PIPESTONE, Minn., Feb. 25, 2014 /PRNewswire/ -- Juhl Energy, Inc. (OTCQB: JUHL, the "Company"), a leading provider of Clean Energy Solutions and the Leader in Community Wind Power, today announced that the Company has recently completed an agreement with Vision Opportunity Master Fund, Ltd. ("Vision") to repurchase all of the Juhl Energy, Inc. Series A and B Preferred stock currently held by Vision.
"This transaction will be followed by the filing of a registration statement to offer this stock to our shareholders in a Rights Offering," stated John Brand, Chief Financial Officer at the Company. "What this means is that our current shareholders will be given the first opportunity to purchase additional Juhl Energy common stock; and we hope they all participate. Both Juhl Energy Chairman Dan Juhl and President John Mitola have long spoken about 'democratizing' investment capital into the renewable energy industry. By removing our primary institutional investor in what we believe to be a manageable, structured approach, we will have positioned Juhl Energy to be a publicly-traded renewable energy company that is mostly owned by a diversified group of what is now over 1,800 individual shareholders."

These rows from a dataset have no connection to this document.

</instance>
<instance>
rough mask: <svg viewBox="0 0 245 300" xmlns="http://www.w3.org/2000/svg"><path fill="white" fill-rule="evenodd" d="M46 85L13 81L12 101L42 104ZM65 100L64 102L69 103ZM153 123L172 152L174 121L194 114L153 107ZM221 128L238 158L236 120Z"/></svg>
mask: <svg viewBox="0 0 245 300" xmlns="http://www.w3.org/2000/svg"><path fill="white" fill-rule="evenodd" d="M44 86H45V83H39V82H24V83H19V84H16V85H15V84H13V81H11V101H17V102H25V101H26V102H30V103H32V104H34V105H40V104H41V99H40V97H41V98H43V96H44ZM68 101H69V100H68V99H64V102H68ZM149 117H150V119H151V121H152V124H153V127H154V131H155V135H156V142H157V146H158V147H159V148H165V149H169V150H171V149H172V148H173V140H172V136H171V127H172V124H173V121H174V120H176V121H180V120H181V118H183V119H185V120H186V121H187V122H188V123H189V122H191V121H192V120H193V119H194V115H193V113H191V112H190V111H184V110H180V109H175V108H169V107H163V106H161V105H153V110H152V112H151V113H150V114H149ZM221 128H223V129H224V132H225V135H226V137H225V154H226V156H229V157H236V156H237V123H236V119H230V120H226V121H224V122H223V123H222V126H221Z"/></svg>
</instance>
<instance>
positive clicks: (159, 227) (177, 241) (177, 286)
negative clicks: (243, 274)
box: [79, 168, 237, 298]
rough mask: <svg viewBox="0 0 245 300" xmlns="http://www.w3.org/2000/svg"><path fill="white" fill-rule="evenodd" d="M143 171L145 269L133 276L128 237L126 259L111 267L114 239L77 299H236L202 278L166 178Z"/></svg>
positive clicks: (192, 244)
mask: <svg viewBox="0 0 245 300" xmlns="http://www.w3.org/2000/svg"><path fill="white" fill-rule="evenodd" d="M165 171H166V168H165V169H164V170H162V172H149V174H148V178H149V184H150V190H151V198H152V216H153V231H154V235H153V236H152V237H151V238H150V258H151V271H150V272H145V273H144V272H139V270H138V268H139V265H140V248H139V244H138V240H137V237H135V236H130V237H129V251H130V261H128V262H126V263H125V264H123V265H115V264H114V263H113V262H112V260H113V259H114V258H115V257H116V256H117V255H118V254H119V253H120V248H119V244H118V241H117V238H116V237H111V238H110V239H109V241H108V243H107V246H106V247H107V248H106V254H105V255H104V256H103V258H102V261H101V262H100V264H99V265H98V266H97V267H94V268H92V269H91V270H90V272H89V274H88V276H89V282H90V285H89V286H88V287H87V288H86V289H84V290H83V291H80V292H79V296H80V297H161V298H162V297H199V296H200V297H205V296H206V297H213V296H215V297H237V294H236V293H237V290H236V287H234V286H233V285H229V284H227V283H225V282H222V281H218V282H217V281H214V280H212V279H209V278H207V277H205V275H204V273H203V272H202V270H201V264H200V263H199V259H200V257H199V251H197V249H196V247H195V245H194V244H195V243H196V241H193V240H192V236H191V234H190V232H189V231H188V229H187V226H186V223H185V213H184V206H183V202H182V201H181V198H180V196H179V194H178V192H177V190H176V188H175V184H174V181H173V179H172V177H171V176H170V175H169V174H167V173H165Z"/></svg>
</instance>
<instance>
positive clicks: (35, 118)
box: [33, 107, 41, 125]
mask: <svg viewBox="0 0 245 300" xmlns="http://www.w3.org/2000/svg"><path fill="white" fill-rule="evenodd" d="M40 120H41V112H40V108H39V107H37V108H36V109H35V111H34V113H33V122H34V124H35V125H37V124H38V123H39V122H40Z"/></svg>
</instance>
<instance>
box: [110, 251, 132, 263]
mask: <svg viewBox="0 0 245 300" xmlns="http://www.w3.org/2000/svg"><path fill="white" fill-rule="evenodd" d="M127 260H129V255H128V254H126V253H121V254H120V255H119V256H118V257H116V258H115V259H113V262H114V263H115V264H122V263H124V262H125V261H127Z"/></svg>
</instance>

"While Vision has been a solid institutional investor since 2008, this agreement allows us to recapture stock long-held by them, freeing us to clear this ownership concentration and distribute this part of our company back to our common stockholders through our planned Rights Offering," added John Mitola, President of Juhl Energy. "We had previously explored other institutional corporate funding approaches to repurchase this equity and felt that all of them came with too high of an underlying cost of capital and didn't provide enough direct benefit to our shareholders. In reaching a straightforward arrangement with Vision, we can now provide 100% of the shares that are being recaptured back to all of our shareholders."
When completed, this agreement will also simplify Juhl Energy's capital structure by eliminating the majority of the outstanding preferred stock and removing the current quarterly dividend expense that had accompanied the preferred equity held by Vision.